Sande offers a helpful plan for responding to others with the aim of finding agreeable solutions to conflict and restoring peace. “These responses are commanded by God, empowered by the gospel, and directed toward finding just mutually agreeable solutions to conflict. (25)”
I found Sande’s chapter on speaking the truth in love especially helpful in guiding how one communicates in a potentially explosive relationship. He argues that one can, with God’s help, learn to speak the truth in love by only saying what will build others up, by listening responsibly to what others say, and by using principles of wisdom.
Sande rightly reminds the reader that while one can provide an abundance of practical techniques for implementing the Biblical principle of peacemaking, these principles by themselves cannot accomplish the end goal in and of themselves. The peacemaking strategy simply provides opportunities for reconciliation, and that’s it. True reconciliation is always a heart issue and can only happen through the power of the Holy Spirit in an obedient believer. This foundational principle makes Sande’s method appealing to a confessional pastor like myself. I really appreciated Sande’s “peacemakers pledge” at the end of the volume.

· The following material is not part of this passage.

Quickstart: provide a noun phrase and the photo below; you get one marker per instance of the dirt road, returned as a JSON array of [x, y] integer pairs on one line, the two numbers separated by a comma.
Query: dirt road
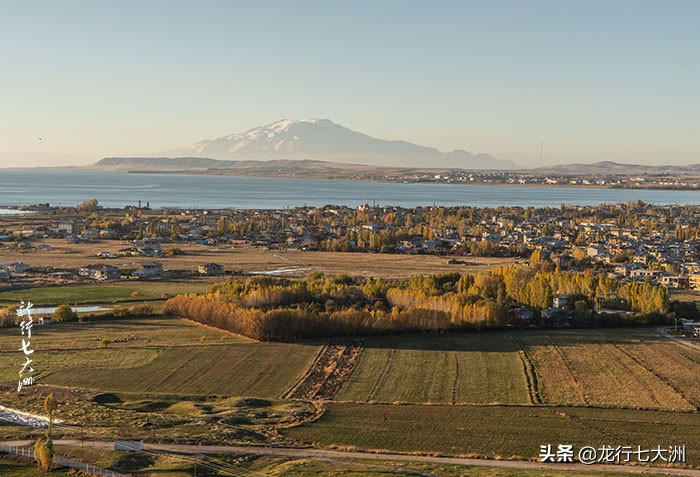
[[330, 454]]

As people reconciled to God by the death and resurrection of Jesus Christ, we believe that we are called to respond to conflict in a way that is remarkably different from the way the world deals with conflict. We also believe that conflict provides opportunities to glorify God, serve other people, and grow to be like Christ. Therefore, in response to God’s love and in reliance on his grace, we commit ourselves to responding to conflict according to the following principles (259).
His principles are simple – glorify God, get the log out of your own eye, gently restore, and go and be reconciled.